When all the wives of Vasudeva were present in the arena of Kaṁsa, they saw the most pleasing bodily features of Kṛṣṇa, and immediately, out of parental affection, milk began to flow from their breasts, and the lower parts of their sārīs became wet. This symptom of ecstatic love is an example of the result of fulfillment of desire.
In the First Canto of Śrīmad-Bhāgavatam, eleventh chapter, verse 29, it is stated, “When Kṛṣṇa entered Dvārakā after finishing the Battle of Kurukṣetra, He first of all saw His mother and all His different stepmothers and offered His respectful obeisances unto their feet. The mothers immediately took Kṛṣṇa upon their laps, and because of their parental affection, there was milk flowing out of their breasts. So their breast milk, mixed with the water of tears, became the first offering to Kṛṣṇa.” This is one of the examples of being satisfied after a great separation.
There is a similar statement in the Lalita-mādhava: “How wonderful it is that Yaśodā, the wife of King Nanda, out of her parental affection for Kṛṣṇa, mixed her tears and the milk from her breasts and thus bathed her dear son Kṛṣṇa.” In Vidagdha-mādhava, a devotee addresses Lord Kṛṣṇa as follows: “My dear Mukunda, just after seeing Your face, which was full with the scent of the lotus flower, mother Yaśodā, being attracted by the moonlight of Your face, became so overjoyed in her affection that immediately from the nipples of her water-potlike breasts, milk began to flow.” She was thus constantly engaged in supplying milk to Kṛṣṇa after wetting the covering cloth over the jug.
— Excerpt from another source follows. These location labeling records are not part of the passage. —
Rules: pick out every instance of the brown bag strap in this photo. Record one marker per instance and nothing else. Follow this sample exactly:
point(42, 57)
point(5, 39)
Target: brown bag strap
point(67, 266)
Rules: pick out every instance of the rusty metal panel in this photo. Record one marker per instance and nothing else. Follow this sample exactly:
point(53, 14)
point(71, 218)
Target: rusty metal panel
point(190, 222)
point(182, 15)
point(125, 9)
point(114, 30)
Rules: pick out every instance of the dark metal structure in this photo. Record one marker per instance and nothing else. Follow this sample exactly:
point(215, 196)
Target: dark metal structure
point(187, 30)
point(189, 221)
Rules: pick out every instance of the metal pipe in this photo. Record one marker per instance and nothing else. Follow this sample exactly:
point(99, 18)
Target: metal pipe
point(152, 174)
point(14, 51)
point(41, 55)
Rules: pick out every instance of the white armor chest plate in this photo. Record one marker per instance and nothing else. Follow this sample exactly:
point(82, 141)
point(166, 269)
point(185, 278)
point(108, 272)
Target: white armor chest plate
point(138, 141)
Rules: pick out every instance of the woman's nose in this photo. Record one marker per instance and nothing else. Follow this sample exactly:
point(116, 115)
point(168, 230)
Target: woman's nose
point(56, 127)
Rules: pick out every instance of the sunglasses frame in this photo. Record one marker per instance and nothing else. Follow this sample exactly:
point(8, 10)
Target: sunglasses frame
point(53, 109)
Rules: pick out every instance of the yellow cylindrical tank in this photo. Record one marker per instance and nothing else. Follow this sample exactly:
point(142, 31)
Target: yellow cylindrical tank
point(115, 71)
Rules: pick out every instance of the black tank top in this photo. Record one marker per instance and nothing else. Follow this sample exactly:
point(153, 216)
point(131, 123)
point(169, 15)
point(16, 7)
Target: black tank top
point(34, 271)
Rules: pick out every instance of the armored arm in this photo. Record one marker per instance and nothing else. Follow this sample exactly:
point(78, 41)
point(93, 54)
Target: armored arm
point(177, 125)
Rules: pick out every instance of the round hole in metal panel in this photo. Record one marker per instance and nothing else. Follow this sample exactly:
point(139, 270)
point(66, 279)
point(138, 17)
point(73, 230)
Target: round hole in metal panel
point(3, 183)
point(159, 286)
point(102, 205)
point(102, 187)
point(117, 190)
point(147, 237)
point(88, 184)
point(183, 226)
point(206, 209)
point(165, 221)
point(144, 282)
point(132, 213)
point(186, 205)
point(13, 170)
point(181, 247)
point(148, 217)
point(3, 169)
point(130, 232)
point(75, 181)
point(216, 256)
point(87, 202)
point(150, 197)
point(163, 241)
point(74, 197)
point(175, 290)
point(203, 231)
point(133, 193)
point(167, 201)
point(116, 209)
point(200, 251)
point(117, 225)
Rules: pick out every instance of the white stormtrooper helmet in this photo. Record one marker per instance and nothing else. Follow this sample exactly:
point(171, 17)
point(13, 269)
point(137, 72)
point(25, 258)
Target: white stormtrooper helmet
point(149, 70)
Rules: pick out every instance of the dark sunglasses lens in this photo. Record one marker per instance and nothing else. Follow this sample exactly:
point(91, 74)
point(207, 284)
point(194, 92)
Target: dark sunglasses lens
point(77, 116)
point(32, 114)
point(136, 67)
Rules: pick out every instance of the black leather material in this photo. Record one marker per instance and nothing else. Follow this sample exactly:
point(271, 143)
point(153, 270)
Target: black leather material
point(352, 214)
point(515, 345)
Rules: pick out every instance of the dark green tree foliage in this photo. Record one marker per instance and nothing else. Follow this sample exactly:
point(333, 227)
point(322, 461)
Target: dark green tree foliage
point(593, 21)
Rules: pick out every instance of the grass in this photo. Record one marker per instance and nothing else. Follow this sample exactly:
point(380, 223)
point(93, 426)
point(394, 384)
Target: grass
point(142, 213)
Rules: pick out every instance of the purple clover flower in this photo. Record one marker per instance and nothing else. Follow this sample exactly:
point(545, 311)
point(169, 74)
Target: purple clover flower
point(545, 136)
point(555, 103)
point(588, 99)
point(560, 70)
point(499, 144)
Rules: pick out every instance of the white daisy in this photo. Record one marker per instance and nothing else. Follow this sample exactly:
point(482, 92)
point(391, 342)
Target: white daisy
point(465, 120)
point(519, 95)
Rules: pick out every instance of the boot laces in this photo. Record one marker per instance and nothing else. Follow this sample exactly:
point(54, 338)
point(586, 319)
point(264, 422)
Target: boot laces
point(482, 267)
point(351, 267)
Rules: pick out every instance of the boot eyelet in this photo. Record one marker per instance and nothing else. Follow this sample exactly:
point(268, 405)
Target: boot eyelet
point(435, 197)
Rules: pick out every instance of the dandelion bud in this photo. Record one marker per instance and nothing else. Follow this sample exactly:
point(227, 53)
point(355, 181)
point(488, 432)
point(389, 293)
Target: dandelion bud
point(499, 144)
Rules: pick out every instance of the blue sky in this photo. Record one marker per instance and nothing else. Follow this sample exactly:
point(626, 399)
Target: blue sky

These are some of the signs of parental love for Kṛṣṇa by His mother, His father and elderly persons. Symptoms of ecstatic love in parental affection are expressed when Kṛṣṇa is accepted as the son. These constant transcendental emotions for Kṛṣṇa are called steady ecstasy in parental love.
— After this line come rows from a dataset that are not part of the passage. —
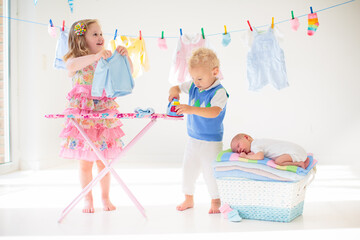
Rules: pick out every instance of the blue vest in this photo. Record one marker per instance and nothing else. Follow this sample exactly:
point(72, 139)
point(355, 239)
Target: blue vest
point(207, 129)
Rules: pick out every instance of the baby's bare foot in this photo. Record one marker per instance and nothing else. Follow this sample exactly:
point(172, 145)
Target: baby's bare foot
point(108, 206)
point(215, 205)
point(188, 203)
point(88, 206)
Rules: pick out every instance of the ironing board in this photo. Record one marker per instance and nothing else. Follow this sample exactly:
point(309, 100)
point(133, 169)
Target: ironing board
point(108, 165)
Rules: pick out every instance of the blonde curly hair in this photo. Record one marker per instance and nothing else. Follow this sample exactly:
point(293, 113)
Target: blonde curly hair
point(204, 57)
point(77, 43)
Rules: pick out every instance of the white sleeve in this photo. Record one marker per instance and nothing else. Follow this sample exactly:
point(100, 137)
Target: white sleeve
point(219, 99)
point(185, 87)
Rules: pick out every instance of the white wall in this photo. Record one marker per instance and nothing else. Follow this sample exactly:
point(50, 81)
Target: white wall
point(320, 110)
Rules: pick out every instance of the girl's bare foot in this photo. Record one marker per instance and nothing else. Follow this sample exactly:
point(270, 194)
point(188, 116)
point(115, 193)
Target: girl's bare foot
point(215, 205)
point(188, 203)
point(88, 205)
point(108, 206)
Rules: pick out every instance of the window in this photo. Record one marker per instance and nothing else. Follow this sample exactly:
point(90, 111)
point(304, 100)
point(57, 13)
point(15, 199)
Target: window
point(4, 73)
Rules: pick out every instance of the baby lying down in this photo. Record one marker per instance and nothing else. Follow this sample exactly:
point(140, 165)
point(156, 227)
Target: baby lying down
point(282, 152)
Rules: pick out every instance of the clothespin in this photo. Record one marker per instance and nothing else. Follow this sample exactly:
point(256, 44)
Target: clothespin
point(112, 42)
point(202, 32)
point(249, 25)
point(115, 35)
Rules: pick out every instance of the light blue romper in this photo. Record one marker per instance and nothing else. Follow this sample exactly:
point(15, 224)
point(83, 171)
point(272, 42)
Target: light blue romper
point(113, 75)
point(61, 49)
point(266, 62)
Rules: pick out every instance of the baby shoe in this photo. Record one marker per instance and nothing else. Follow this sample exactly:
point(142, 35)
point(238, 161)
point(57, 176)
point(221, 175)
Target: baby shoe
point(234, 216)
point(225, 209)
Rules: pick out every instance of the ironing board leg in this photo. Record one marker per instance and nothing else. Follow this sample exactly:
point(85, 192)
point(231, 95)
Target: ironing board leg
point(106, 170)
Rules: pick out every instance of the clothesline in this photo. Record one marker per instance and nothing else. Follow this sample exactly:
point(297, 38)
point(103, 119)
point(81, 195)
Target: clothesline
point(208, 35)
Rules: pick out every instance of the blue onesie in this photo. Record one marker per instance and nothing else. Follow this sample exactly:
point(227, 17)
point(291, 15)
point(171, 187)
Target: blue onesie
point(61, 49)
point(266, 62)
point(113, 75)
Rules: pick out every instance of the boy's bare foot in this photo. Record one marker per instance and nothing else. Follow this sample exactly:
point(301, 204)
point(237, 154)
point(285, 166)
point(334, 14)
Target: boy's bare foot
point(215, 205)
point(108, 206)
point(88, 206)
point(188, 203)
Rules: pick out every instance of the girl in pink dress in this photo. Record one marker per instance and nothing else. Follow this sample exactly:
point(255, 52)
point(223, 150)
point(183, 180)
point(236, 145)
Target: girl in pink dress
point(86, 47)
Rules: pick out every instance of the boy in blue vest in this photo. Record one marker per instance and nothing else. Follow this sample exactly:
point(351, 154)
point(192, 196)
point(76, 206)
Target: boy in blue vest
point(206, 111)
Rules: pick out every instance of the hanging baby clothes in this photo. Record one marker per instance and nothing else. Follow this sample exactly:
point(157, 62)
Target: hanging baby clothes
point(137, 53)
point(112, 75)
point(186, 45)
point(266, 62)
point(61, 49)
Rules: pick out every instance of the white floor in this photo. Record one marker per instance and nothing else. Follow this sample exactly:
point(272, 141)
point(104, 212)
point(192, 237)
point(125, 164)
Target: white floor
point(31, 203)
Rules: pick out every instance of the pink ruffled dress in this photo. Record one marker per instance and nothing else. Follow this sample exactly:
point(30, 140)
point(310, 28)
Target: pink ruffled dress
point(105, 133)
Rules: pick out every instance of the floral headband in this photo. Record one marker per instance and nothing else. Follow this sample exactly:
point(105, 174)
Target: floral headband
point(80, 29)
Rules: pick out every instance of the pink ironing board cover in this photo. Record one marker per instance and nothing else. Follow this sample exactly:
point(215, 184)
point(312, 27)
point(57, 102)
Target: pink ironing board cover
point(108, 116)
Śrīla Rūpa Gosvāmī states herein that according to some learned scholars, the three kinds of transcendental mellow so far described – namely, servitude, fraternity and parental affection – are sometimes mixed. For example, the fraternal feelings of Balarāma are mixed with servitude and parental affection. Similarly, King Yudhiṣṭhira’s attraction for Kṛṣṇa is also mixed with parental affection and servitude. Similarly, the transcendental mellow of Ugrasena, Kṛṣṇa’s grandfather, is mixed with servitude and parental affection. The affection of all the elderly gopīs in Vṛndāvana is a mixture of parental love, servitude and fraternity. The affection of the sons of Mādrī – Nakula and Sahadeva – as well as the affection of the sage Nārada, is a mixture of friendship and servitude. The affection of Lord Śiva, Garuḍa and Uddhava is a mixture of servitude and fraternity.